SoC spam-x overhaul
This idea page for the Google Summer of Code has been superseded by a new project idea: New modules for our Spam filter. This project outline is therefore only of historical interest and you can not apply for this project in future instances of the Google Summer of Code. Please see our ideas page for a current list of GSoC project ideas.
Spam-X is Geeklog's spam filter plugin. The concept is simple but has proved to be very effective:
Every post on a Geeklog site is run through Spam-X which then gives a "thumbs-up" (not spam) or "thumbs-down" (spam detected) result back to the caller. The plugin itself can easily be extended by dropping in new modules, in case the spammers are trying new tricks or new methods of spam detection become available.
The Spam-X plugin does have some issues, though:
- No second chance for false positives: A post that is flagged as spam is deleted immediately. So if the plugin happens to flag a valid post as spam, the post is lost. This can cause some frustration for users trying to submit a valid post.
- Filter list management: When following a strict filter policy, the lists per filter module tend to become long and hard to manage. The plugin also currently does not keep track of whether a filter rule is used or how often it applies to posts.
The main concepts, as outlined above, are solid and should be kept:
- extensible - easy to add new filter modules
- simple "thumbs-up" / "thumbs-down" decision
A spam filter should be easy to use and maintain. Otherwise it won't be used.
Here are some ideas about what could be changed to improve the functionality and, specifically, the maintenance:
It would make sense to add a simple use count and a last-used timestamp to every filter rule or filter module (in case the module does not store rules in the database) to keep track of which rules / modules are actually effective.
This should be accompanied by some overview to easily find effective and ineffective rules and modules.
As explained above, posts that get the "thumbs-down" are deleted immediately. There could be an option to keep flagged posts in a submission queue so that they can be approved by a moderator.
There are some problems with this idea, though:
- due to the amount of spam, this could lead to a very long moderation queue
- Spam-X does not currently know what type the post is. In other words, Spam-X only sees the content of the post (and meta information like the HTTP headers) but it does not know whether it is a story, a comment, or some sort of post for a plugin (e.g. a forum post). This information would be needed, though, to push the post into the proper moderation queue.
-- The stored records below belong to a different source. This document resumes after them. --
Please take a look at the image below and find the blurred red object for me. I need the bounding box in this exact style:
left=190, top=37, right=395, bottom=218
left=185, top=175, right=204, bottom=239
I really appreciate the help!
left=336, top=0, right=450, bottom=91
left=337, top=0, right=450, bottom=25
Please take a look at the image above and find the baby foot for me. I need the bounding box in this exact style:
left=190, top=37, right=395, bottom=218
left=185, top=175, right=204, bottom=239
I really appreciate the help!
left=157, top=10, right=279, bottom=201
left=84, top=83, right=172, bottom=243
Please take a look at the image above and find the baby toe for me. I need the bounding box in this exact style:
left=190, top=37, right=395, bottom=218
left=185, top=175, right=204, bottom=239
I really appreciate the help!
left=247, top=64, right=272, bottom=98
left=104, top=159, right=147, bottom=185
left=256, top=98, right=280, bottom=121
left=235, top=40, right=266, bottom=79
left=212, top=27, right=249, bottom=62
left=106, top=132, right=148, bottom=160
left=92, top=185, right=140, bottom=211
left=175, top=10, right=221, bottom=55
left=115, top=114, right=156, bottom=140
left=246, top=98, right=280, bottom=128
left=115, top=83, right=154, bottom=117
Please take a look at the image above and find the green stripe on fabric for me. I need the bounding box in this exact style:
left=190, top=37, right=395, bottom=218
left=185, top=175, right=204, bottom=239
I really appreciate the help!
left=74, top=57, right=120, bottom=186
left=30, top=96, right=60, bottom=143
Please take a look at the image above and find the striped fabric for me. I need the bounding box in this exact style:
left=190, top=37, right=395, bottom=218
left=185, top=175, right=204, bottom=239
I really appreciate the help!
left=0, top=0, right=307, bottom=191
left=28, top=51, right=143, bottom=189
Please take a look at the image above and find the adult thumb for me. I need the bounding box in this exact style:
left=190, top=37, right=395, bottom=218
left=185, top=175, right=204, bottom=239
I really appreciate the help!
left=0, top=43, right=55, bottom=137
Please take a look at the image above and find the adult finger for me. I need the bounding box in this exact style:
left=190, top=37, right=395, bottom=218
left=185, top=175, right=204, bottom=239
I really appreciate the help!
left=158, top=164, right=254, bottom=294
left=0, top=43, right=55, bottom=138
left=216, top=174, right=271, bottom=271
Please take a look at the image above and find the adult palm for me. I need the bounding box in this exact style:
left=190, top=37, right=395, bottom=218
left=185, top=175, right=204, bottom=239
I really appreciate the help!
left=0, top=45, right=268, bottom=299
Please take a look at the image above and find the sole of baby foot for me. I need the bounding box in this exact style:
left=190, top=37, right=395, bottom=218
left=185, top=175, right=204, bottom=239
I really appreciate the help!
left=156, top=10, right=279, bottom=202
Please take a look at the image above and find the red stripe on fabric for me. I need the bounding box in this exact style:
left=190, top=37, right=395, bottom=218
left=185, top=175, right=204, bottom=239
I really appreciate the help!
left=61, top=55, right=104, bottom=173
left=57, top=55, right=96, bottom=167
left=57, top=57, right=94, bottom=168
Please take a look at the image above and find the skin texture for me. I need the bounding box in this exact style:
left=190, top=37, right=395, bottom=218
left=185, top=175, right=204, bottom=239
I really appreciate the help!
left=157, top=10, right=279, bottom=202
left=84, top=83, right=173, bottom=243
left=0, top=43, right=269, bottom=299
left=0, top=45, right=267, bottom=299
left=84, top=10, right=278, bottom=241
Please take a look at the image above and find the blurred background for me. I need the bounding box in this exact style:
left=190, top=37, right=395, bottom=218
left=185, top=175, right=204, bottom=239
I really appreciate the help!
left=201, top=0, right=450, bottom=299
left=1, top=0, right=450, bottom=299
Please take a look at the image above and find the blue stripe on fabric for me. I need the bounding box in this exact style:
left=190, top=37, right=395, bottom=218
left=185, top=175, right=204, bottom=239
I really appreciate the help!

The API for the Spam-X plugin, used by Geeklog and many plugins, is the
PLG_checkforSpam function. This call currently accepts two parameters: The content of the post and an integer for the action(s) to perform in case the post is considered spam.
As outlined above, it would be helpful if more information is available about a post. At the very least, the type of post (story, comment, forum post, ...) would be needed. This, however, would require an API change and will then take some time before the new API is picked up and used by third-party plugins and add-ons.
To consider: Can the type (reliably) be identified with the available information (e.g. HTTP headers)? If an API change is necessary, the plugin would still need to provide backward compatibility for the legacy API.
Installation of additional modules should be kept as simple as possible. Currently, you can simply drop new modules into the plugins/spamx directory or remove unused modules from there.
Problems with the current module concept:
- Some modules consist of more than one file (e.g. SLV support) which can cause confusion with incomplete addition / removal.
- Localization: Since the modules tend to be self-contained (everything in one file), they tend to use hard-coded texts.
It's worth considering a new module concept that allows for each module to have its own subdirectory. This would make it obvious which files belong together and would allow for addition of separate language files and files containing helper code.
UI idea: Add an option to enable / disable modules from the Spam-X administration screen.
Many of the current Spam-X modules allow filter rules to be written as regular expressions. These are usually hard to understand for less experienced users and can therefore cause false positives - or may simply not work at all.
It would be nice to have a way to test-drive new rules before adding them to the filter list. This could be a screen where the user can enter a test post (e.g. copied and pasted from a real spam post) and then try out filter rules to match the post.
Import / Export
A common scenario for the need of an export option would be when you set up a new site and want to be able to use the spam filter setup that you already have in use on another site. You can currently do that by exporting / importing the gl_spamx table, but having a more comfortable way to do that would be desirable.
One way to do this would be to provide all the information in an (RSS) feed.
There is some overlap here with the SWOT project idea. However, the import / export would be a one-time operation of all the current information, while SWOT feeds (one on each site) could then be used to keep the databases in sync. Specifically, the full export feed should probably not be a SWOT feed (due to overhead and since it may contain entries that may be site-specific and shouldn't really end up in a SWOT feed).
This is more of a technical detail: Geeklog provides list views that are sortable and can be searched. These are not currently used by the Spam-X plugin but would help make long lists of filter rules more maintainable.
Level of Difficulty
The main issues in this project are to keep the ease of use and backward compatibility.
Note: In this project, we are not looking for adding new methods of spam detection / prevention. The main goal is to overhaul the infrastructure to allow for future extensions. Of course, we won't stop anyone from implementing new modules as a proof-of-concept for the new infrastructure ...